Oruç konusunda sevgili Peygamberimiz -sallâllâhu aleyhi ve sellem- şu hadîs-i şerîfiyle bizleri ne güzel teşvik ediyor. Buyuruyor ki:
“Oruç, maddî ve mânevî kötülüklere (karşı) tutulan bir kalkan, günahlara ve şeytanlara karşı sağlam bir kal‘adır. Oruç, sabrın yarısıdır. Allah rızâsı için bir gün oruç tutanı, Allah -celle celâlühû- cehennemden yetmiş sene uzaklaştırır. Ramazan orucunu, îmanlı bir gönülle ve sevabını yalnızca Allah’tan umarak tutan kimsenin geçmiş günahları affolunur. Oruçlunun sükûtu tesbih, uykusu ibâdet, duâları makbul, amellerinin sevabı katmerlidir. Allah -celle celâlühû- indinde oruçlunun nefesleri misk kokusundan güzeldir. Allah -celle celâlühû-, oruçlular için cennetten başkasına râzı olmaz. Oruç ve Kur’ân, sahiplerine kıyâmet gününde şefaat edecektir.”

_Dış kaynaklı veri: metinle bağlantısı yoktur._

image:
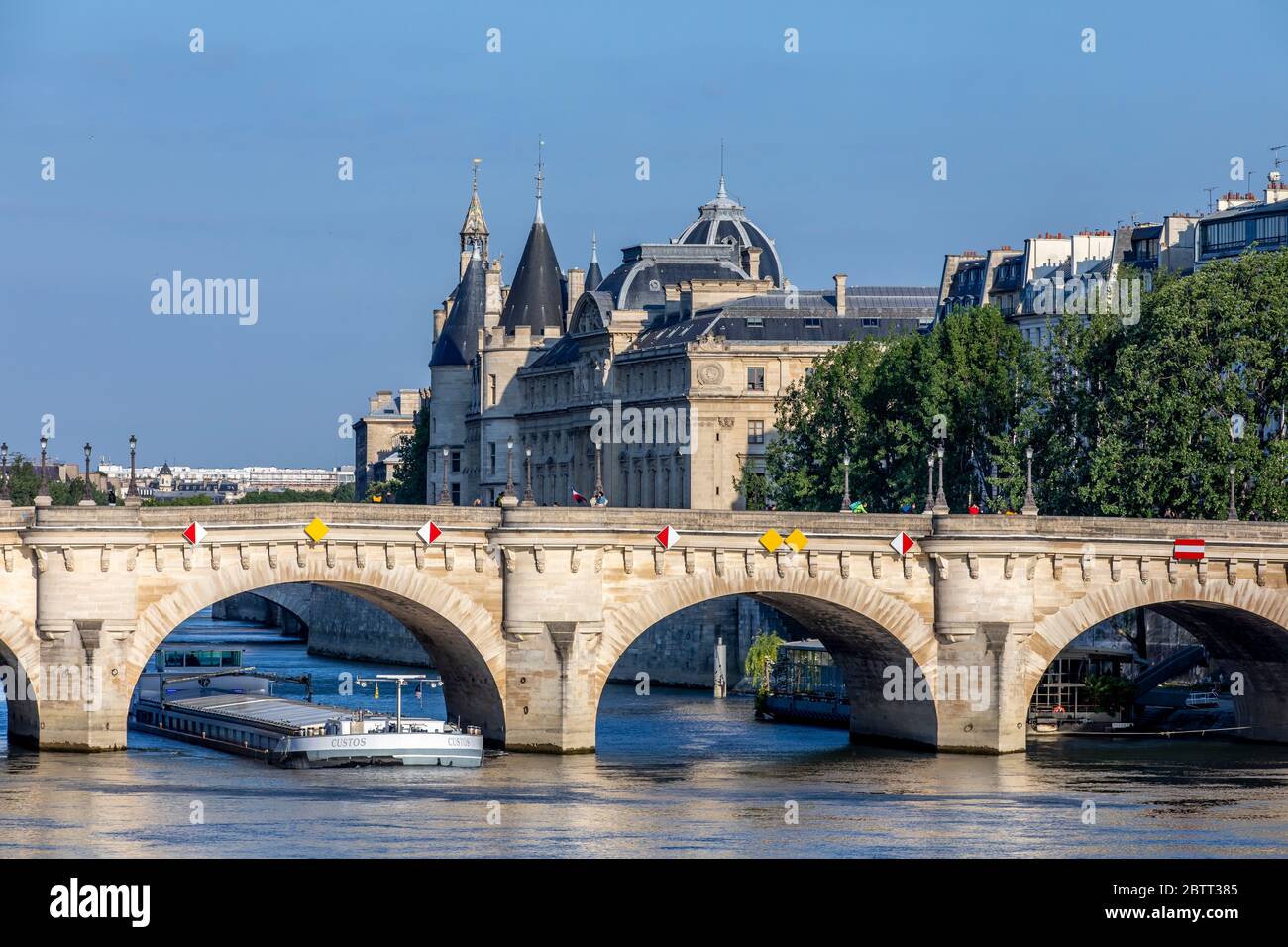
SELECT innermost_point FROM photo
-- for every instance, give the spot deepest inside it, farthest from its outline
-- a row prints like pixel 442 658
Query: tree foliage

Oruçla ilgili olarak Cenâb-ı Hak;
“Oruç Ben’im için yapılan bir ibâdettir. Onun mükâfatını Ben vereceğim.” (Buhârî, Savm, 9; Müslim, Sıyâm, 163) buyurmuştur. Bunun içindir ki oruç, kulu Allâh’a yaklaştırır.
Çünkü oruç, Allah’tan başka ortak kabul etmeyen bir ibâdet şeklidir. Çünkü insanlık tarihi boyunca birçok kâfirler; güneşe, aya, ateşe ve putlara tapmıştır. Onlar için sadakalar vermiş, kurbanlar kesmişlerdir. Fakat hiçbir zaman onlar için oruç tutmaya kalkışmamışlardır. Oruç, sadece Allah için tutulmuştur.
“«Orucun mükâfatını Ben tayin ve takdir edeceğim.» cümlesi Hak dostlarınca şöyle şerh edilmiştir:
“Her ibâdetin karşılığı cennettir, orucun karşılığı ise «Cemâlullah»tır.”
Cenâb-ı Hak cümle ümmet-i Muhammed’e bu ikramı nasip eylesin.